Silver argues that singling out natural gifts or talents tells learners we value what’s been ‘divinely endowed’ in place of valuing the gains of ‘hard-earned achievement.’ Even if that’s true, our feedback need not fall into such an ‘either/or’ dichotomy. Perhaps we can build a ‘both/and’ approach. An outsider can name gifts that students, athletes, and children may not even recognize they have. We might see a unique fluidity in their movement or a compelling facility in their expression and wonder what could come of it. Maybe our observation introduces them to a new set of possibilities for their self-expression.
The key, I suppose, besides doing so sparingly, would be to identify and invite the talent without making demands of it. We need to be careful not to turn the gift into an obligation or a burden. Often, we teachers, coaches, and parents want the talent expressed because it will make us look good or make our lives easier. We’re not thinking about the learner’s natural development. We start to apply pressure, expectation, and hopes. And that’s what twists the praise into hesitancy, self-doubt, and resentment. If we stay clean in our observation, not dragging in our own agendas, the praise can activate rather than derail potential.
I also acknowledge that I have questions about my questions. Maybe my last paragraph lets the talented off too easily. Maybe we do actually have an obligation to apply the gifts we’re given to the betterment of the world. I had (and even still have) an unusual gift for mathematical calculation. My ability to process numbers and patterns quickly helped me ace standardized tests, earn national awards, and rack up GPA-lifting grades in high school and college. It also helps me do my taxes and determine tips for waiters with comfortable ease. Have I rebuffed a Creator’s wishes by choosing a field and intellectual passions that let that gift lie dormant? Do I somehow insult those who don’t have the same ability? What a waste, we often hear.
Even if others urge me to expand that particular talent, I might find peace with letting it go. But what about the ‘gifts’ of societal privilege? I was born white, male, able-bodied, and part of an educated family that had access to resources.
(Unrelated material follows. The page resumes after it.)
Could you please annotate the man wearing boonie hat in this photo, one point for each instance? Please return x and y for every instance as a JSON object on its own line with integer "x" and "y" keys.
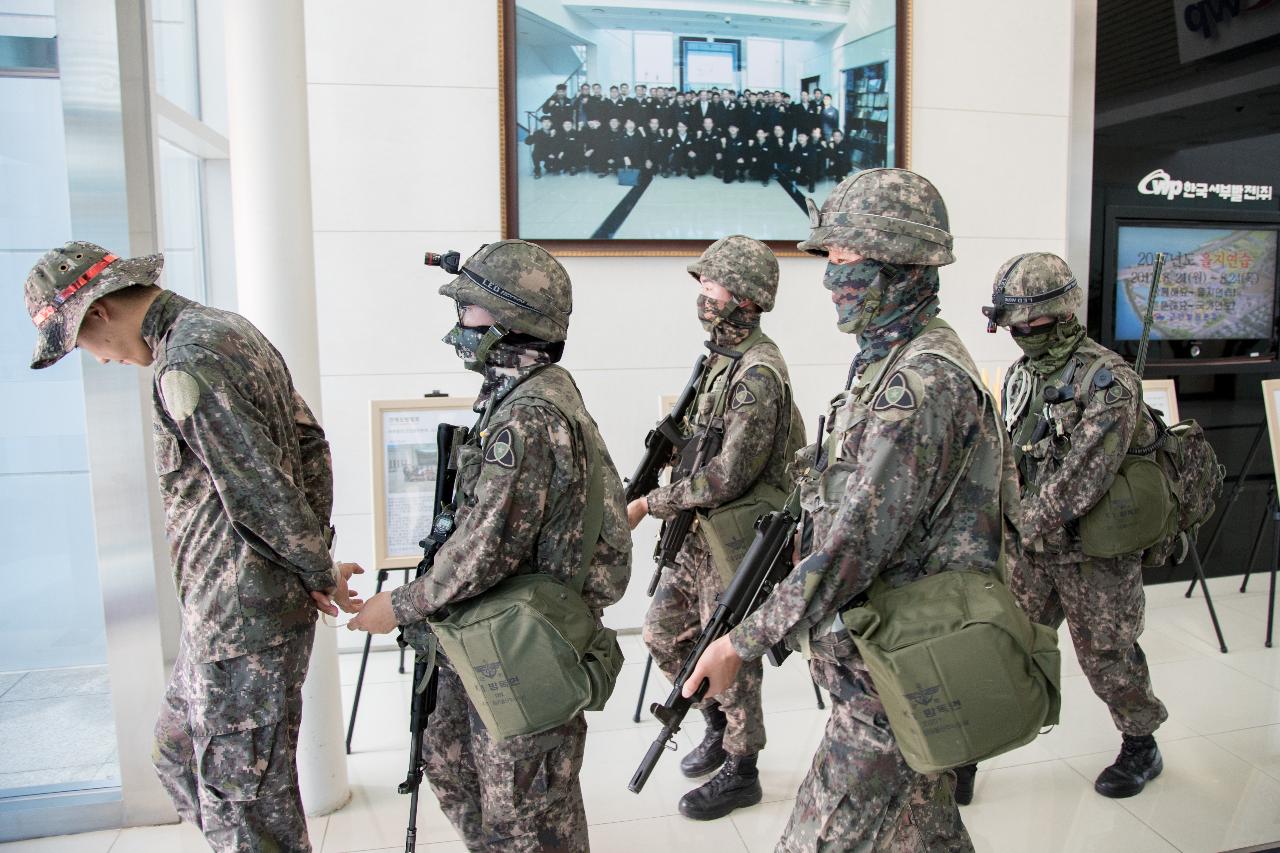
{"x": 247, "y": 486}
Such privilege doesn’t make me a better person, but it does give me some advantages. Am I on the hook for making best use of that leg up? Is the obligation from privilege different from one based on talent? Why so? How so? Where does ‘fairness’ to others come in?
At minimum, I say, I need to name the privilege. I’d also argue that we should do the same for talents, whether acknowledging our own or celebrating others’. We can say “I see your aptitude” without implying “You’re more valuable because you have your aptitude”—though, admittedly, many will hear it that way. I might help identify special abilities, but I’ll give particular honor to the effort that my students put into bettering those abilities. We can also encourage them to ask and answer these questions for themselves. That’s where the real learning happens. That’s where potential blossoms into fruition.